Máscaras y apariencias
Vilma Fuentes
Ya no es difícil imaginar a los candidatos presidenciales convertidos en hombres sandwich o, al menos, cubiertos de anuncios publicitarios sobre el cuerpo a la manera de los corredores ciclistas y otros deportistas.
Queda lejos la época cuando investir el poder era, a la vez, una sacralización y una toma de distancia con el resto de los mortales. El armiño, el oro, las piedras preciosas de la corona no se exhibían para ser vendidos, como hoy se lucen zapatos y corbatas de marca en venta, sino para ostentar una pompa ceremonial que realzaba la divinización del ser apenas humano que encarnaba el poder.
En su novela La guerra y la paz, Tolstoi describe el culto a la personalidad de los soldados franceses hacia Napoleón y de los combatientes rusos por el zar. Algunos jóvenes se arrojan a un río helado para atraer la mirada del emperador, quien, ensimismado, ni siquiera vuelve la vista para mirarlos morir. Nicolas Rostov sueña encontrar a Alejandro I, para dar su vida por él.
Hoy, los medios de comunicación han cambiado. Acaso no para bien. Lo que se denomina con el apócope “com” es un eufemismo de publicidad y propaganda. De la boca del monarca, la comunicación era un ritual escuchado con un respeto que iba hasta la veneración. Es risible pensar en Napoleón o en Alejandro luciendo un saco con un letrero de una marca que cualquiera puede adquirir en un almacén. Ser candidato, sobre todo a la presidencia, cuesta dinero: se trata de convencer a cada elector de votar por el producto que representa. Se necesita muchísimo dinero. Deben pagarse anuncios, consejeros en comunicación, simples publicistas.
Si este delirio de la “com” todavía no llega a su apogeo, fenómeno publicitario que alcanzará su cúspide con el político en hombre sandwich, pueden observarse manifestaciones que apuntan cada vez más abiertamente al lanzamiento del producto comercial que es un político.
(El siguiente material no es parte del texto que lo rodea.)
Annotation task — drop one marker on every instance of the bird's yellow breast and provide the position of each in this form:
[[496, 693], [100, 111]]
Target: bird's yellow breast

Si, por ahora, la marca aún no se ostenta, se divulga en la prensa “people” –¿no declaró un profesional, quien se vanagloria de ser el publicista de Mitterrand, Sarkozy y, ahora, Strauss-Kahn–, que un hombre incapaz de pagarse un Rólex a los 50 años es un hombre fracasado? Y esto a propósito del reloj en brillante oro lucido por Sarkozy.
Sin embargo, los espectadores son menos ingenuos de lo supuesto por los especialistas de la “com”. Si la televisión impulsó el uso de la propaganda política, Internet le asesta golpes directos. Hoy, la gente de poder se rodea de hombres de comunicación, los “comunicantes”. Éstos han adquirido tal importancia que cabe preguntarse si el poder no pasó ya a sus manos.
En adelante, en una sociedad donde la publicidad impone por todas partes su presencia invasora, un responsable político no puede pronunciar una palabra sin que ésta no sea, antes, examinada por los “comunicantes”, quienes deciden qué está bien decir o callar. No puede tampoco ponerse un traje que ellos no decidan si es adecuado. El líder político, simple diputado o presidente, se ha convertido en una especie de producto sometido a las leyes del mercado. Los “comunicantes” están ahí para venderlo y, con tal fin, obedecen a las reglas aprendidas en las escuelas de publicidad.
Pero, sus métodos de comunicación parecen obtener el resultado contrario del objetivo buscado. El último ejemplo es la larga entrevista de Strauss-Kahn en la televisión francesa. Después de cuatro meses de silencio, prometió explicarse sobre lo sucedido en la suite del Sofitel de Nueva York, con una mucama que interpuso acción judicial por violación.
El ejercicio era difícil. Los “comunicantes” lo prepararon tan bien que todo pareció falso, demasiado ensayadas preguntas y respuestas. La publicidad es un arte aún más difícil que el de la propaganda. Los políticos no deberían tomar a los ciudadanos por ingenuos manipulables. Sería tiempo de que pensaran ellos mismos sus palabras y a quiénes las dirigen cuando prometen la luna a quienes inquieta el fin de mes.